The pain was so intense that it left me with a heart that was碎成千片。
I was in shock when I saw the body of my friend, He had been shot and died in front of me. I couldn’t believe it, my heart was shattered into thousands of pieces. I had lost my best friend, my support system, and my someone I loved the most.
I was taken aback by the news, I didn’t know what to do, I felt like I was losing my mind. I couldn’t understand why someone would do this to me, why would they want to take away my freedom, my happiness, my everything.
I remember when we used to talk every day, we would meet up at the park, we would have fun, we would share our lives with each other. It was like we were perfect for each other, we were like two sides of the same coin.

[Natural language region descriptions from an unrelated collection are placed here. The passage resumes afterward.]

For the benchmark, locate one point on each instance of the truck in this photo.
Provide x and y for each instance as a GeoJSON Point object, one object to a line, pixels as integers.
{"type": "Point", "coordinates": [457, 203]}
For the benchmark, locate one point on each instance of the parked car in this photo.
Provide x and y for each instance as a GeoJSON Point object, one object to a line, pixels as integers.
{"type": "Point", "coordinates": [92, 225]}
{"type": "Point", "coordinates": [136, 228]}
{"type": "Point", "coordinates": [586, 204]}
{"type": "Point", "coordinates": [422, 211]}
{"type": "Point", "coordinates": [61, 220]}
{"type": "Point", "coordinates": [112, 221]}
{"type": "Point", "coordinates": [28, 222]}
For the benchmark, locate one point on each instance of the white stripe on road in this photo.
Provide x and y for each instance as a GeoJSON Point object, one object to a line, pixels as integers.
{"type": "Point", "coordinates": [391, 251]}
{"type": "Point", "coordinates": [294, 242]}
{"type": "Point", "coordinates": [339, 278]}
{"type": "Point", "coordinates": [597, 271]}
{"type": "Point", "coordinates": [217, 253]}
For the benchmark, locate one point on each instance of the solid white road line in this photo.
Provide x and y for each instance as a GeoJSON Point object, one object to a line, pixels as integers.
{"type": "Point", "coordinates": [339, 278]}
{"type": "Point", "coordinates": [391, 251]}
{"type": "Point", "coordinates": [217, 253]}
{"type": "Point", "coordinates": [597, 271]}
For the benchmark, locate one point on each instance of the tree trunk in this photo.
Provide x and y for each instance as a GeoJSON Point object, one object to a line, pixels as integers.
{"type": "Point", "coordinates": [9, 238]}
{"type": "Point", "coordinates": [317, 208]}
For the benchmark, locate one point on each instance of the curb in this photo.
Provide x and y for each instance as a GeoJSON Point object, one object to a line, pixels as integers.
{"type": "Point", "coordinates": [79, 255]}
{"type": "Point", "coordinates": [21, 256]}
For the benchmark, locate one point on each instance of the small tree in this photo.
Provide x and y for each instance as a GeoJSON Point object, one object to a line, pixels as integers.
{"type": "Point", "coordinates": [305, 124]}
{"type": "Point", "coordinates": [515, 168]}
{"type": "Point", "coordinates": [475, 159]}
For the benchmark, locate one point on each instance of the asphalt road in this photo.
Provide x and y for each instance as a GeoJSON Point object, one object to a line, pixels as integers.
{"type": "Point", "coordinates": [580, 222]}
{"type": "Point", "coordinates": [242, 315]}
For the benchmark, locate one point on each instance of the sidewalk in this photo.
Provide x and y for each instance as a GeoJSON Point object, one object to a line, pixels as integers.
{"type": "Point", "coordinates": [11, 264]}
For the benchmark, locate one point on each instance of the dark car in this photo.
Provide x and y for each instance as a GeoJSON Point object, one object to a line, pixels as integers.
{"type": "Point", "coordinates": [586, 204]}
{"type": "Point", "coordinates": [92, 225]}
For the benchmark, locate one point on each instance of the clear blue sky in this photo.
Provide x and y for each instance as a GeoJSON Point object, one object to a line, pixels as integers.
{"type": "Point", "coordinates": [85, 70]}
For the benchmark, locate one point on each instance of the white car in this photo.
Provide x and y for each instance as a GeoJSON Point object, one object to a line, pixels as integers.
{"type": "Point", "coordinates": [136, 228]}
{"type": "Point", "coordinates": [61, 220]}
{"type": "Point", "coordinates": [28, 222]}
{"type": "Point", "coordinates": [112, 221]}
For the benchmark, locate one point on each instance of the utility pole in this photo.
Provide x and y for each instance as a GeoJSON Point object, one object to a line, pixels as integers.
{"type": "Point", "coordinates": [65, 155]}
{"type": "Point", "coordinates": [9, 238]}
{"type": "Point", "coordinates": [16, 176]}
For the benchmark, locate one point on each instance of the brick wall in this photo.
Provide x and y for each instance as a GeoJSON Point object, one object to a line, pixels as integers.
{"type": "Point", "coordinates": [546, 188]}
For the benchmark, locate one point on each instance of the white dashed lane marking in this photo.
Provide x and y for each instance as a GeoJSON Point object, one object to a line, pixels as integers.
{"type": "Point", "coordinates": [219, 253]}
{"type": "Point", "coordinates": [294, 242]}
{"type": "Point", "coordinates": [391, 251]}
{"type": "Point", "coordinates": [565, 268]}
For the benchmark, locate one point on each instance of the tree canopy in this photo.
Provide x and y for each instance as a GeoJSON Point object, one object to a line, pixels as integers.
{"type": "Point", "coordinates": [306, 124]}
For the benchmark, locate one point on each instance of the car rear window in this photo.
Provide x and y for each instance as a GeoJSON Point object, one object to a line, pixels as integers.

But now, everything was gone, my friend was no more, I had someone who used to be there for me, someone who had been there through thick and thin.
I miss him so much, I want him to come back to me, I want him to be with me, to share our lives together, to have fun, to make memories that will never fade away. But I know that he’s not coming back, he’s gone forever, and I’ll never have him back, I’ll never have someone who used to be my everything, who used to be there for me, when I need them the most.
The pain is still with me, the memories of my friend are with me, and the hope that he’s still alive is with me. I’ll always carry that hope, that hope that I’ll find a way to get through this difficult time, that I’ll be able to find a way to survive, to get through this life without him. But I know that the pain will never fade away, the memories will always be with me, and the hope that he’s still alive will always be with me.